Не тронул Сталин и Пастернака, который вместе с репрессированными Бабелем и Мейерхольдом значился в списках вымышленной диверсионной организации работников искусства. Тогда ходили слухи, что Сталин отменил арест Пастернака со словами: «Не трогайте этого небожителя». И оставленный в живых небожитель получил возможность написать роман «Доктор Живаго», который, несмотря на время хрущевской оттепели, не пропустили строгие рецензенты из Союза писателей. Опубликованный в Италии, он был переведен на 24 языка, а автору в 1958 году была присуждена Нобелевская премия. Пастернаку в результате развязанной травли и опасения, что его могут лишить гражданства и выслать за границу, пришлось отказаться от Нобелевской премии. И опять же больше всего старались собратья по перу. На общем собрании московских писателей писатели, не читавшие романа, соревновались в красноречии, осуждая Пастернака. И роман его «поганый», и сам он «предатель, продавшийся за 30 сребреников», и «ему не место на советской земле», «дурную траву – вон с поля!». В обличительном красноречии всех переплюнул председатель КГБ СССР Семичастный, заявивший, что Пастернак хуже свиньи, которая не гадит в корыто, из которого ест. А ведь в романе ничего открыто антисоветского не было, ни критики Сталина и Ленина, ни критики большевиков и революции. Просто показаны мытарства во время гражданской войны врача-поэта доктора Живаго, его жены Жени, его любимой Лары, вынужденный отъезд за границу этих близких ему женщин и одинокая смерть в московском трамвае опустившегося Живаго. Несмотря на все публичные политические обвинения и разнузданные оскорбления писателя, Хрущев, прочитав письмо в ЦК, написанное Пастернаком с просьбой не высылать его из страны, что для него будет равносильно смерти, воздержался от высылки писателя. Не предполагал тогда Никита Сергеевич, что через 10 лет свои мемуары, которые ему запрещали в ЦК КПСС, придется, как и Пастернаку, публиковать на Западе. И также до того, как они будут изданы на родине, их переведут и издадут в 24 странах. Эта массированная и беспрецедентная травля не прошла бесследно для здоровья Бориса Леонидовича. В стихотворении «Нобелевская премия» он писал:
Я пропал, как зверь в загоне.Где-то люди, где-то свет,А за мною шум погони,Мне наружу хода нет.И действительно, столь беспрецедентной публичной травли Пастернак не выдержал, сердце «загнанного» писателя вскоре остановилось. После этих событий он прожил чуть больше года.
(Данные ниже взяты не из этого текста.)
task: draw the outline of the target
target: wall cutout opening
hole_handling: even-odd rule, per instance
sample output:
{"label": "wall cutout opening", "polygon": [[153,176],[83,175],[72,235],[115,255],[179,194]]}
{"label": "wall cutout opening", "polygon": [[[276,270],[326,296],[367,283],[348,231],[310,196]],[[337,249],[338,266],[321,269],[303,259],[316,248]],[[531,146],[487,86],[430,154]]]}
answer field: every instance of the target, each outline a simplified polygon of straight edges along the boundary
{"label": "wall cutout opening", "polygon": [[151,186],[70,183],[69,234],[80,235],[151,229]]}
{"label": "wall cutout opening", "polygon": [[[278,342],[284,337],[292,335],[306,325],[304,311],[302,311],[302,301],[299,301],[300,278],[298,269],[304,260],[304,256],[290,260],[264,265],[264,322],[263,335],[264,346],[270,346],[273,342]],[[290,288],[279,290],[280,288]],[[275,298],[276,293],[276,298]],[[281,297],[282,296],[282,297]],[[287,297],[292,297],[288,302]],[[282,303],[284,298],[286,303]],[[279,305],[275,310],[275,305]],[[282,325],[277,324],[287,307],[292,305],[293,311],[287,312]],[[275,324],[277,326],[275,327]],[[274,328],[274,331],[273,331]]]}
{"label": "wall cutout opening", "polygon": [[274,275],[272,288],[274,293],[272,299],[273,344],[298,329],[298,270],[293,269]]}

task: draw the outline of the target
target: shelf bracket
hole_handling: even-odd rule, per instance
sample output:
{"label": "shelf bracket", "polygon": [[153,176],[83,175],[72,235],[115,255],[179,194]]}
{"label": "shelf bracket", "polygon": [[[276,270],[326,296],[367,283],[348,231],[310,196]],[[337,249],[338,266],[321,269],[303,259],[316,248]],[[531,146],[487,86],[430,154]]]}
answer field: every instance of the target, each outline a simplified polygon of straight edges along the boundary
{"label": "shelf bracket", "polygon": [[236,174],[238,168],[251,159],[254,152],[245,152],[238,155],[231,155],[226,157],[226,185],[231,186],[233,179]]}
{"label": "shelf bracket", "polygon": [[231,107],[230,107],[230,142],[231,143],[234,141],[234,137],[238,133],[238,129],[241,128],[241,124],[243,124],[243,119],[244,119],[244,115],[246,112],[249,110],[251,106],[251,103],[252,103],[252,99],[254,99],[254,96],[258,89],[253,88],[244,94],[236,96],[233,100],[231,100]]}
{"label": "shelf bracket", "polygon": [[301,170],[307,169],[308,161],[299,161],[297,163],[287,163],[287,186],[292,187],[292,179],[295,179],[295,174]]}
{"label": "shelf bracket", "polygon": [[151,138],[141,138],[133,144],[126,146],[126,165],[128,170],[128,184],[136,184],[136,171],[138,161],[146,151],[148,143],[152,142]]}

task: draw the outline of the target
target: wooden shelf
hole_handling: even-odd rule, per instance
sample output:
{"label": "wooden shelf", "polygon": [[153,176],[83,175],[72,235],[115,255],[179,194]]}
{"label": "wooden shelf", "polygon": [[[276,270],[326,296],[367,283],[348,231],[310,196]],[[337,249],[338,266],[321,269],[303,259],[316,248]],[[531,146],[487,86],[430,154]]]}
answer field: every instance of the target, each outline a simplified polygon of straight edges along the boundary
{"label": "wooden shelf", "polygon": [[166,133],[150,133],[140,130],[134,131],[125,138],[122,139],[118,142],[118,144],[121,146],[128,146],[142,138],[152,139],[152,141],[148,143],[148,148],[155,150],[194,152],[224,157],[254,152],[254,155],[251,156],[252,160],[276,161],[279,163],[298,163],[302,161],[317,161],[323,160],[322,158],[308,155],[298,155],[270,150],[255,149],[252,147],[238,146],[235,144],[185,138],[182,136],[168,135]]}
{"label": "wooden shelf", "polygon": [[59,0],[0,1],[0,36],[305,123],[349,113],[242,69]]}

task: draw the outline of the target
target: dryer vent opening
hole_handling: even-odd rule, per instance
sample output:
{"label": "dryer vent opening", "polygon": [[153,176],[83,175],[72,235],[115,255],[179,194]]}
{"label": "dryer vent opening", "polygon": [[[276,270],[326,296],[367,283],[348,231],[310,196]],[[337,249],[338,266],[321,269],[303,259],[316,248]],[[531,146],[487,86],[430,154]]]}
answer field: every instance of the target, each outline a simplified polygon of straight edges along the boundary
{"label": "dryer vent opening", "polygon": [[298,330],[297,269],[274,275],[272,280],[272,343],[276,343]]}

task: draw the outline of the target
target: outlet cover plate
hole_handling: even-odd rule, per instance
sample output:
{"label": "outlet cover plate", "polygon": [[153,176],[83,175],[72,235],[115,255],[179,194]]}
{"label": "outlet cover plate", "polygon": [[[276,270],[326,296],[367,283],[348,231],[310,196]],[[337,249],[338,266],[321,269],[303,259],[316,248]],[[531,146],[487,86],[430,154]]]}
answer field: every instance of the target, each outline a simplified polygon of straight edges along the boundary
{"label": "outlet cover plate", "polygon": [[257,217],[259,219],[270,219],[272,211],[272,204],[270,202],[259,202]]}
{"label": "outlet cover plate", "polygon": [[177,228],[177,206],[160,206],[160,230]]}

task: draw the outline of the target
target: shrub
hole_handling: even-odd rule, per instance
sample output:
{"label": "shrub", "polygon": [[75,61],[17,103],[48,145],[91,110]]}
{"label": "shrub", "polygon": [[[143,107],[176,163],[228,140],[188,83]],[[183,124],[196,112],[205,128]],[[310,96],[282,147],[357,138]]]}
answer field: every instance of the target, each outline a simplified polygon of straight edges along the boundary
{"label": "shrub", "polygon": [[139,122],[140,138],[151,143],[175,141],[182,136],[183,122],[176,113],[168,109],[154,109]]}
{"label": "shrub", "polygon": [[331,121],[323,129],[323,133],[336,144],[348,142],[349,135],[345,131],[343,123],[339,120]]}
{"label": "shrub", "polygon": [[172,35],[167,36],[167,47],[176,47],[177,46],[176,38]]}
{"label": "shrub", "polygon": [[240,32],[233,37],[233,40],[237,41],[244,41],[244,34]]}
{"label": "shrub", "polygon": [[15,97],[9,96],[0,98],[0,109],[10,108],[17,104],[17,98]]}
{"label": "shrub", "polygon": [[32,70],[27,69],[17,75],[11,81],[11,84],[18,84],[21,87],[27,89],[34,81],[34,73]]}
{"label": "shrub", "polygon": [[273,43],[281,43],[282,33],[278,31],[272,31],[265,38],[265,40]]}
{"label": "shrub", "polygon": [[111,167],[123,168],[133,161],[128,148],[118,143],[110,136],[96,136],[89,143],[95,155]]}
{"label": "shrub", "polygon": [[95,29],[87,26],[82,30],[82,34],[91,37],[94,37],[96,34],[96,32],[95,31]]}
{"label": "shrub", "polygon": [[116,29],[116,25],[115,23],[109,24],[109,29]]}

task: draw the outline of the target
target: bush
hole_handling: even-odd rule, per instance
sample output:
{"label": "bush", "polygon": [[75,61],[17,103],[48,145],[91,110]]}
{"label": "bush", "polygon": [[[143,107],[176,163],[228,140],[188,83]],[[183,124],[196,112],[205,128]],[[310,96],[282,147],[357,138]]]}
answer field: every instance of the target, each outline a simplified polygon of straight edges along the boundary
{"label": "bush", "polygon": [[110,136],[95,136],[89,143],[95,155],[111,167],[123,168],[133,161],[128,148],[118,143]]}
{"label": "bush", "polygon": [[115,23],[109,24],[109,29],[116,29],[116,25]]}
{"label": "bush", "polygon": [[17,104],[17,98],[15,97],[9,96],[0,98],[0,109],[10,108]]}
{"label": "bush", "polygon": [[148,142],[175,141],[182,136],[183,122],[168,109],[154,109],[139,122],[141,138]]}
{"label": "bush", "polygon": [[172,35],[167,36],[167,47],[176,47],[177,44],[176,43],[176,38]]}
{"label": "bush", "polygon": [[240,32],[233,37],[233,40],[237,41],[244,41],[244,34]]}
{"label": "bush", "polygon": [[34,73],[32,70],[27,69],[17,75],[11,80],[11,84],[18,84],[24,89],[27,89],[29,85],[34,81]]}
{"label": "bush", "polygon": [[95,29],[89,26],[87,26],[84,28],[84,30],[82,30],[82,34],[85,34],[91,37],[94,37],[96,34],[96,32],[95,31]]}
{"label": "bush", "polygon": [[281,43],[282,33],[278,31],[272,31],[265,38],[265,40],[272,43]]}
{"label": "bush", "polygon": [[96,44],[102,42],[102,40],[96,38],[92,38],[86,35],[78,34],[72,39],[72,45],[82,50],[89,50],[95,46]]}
Горбачевская перестройка отменила политические доносы в форме критических статей, но не укротила завистливо нетерпимое отношение к чужому таланту и успеху, оставив в распоряжении этих критиканов такие испытанные средства как ложь, клевета, шельмование. К этим средствам недовольные перестройкой и демократизацией прибегали не только в писательских кругах, с этим же столкнулись и мы в той борьбе, которая разворачивалась на педагогических баррикадах.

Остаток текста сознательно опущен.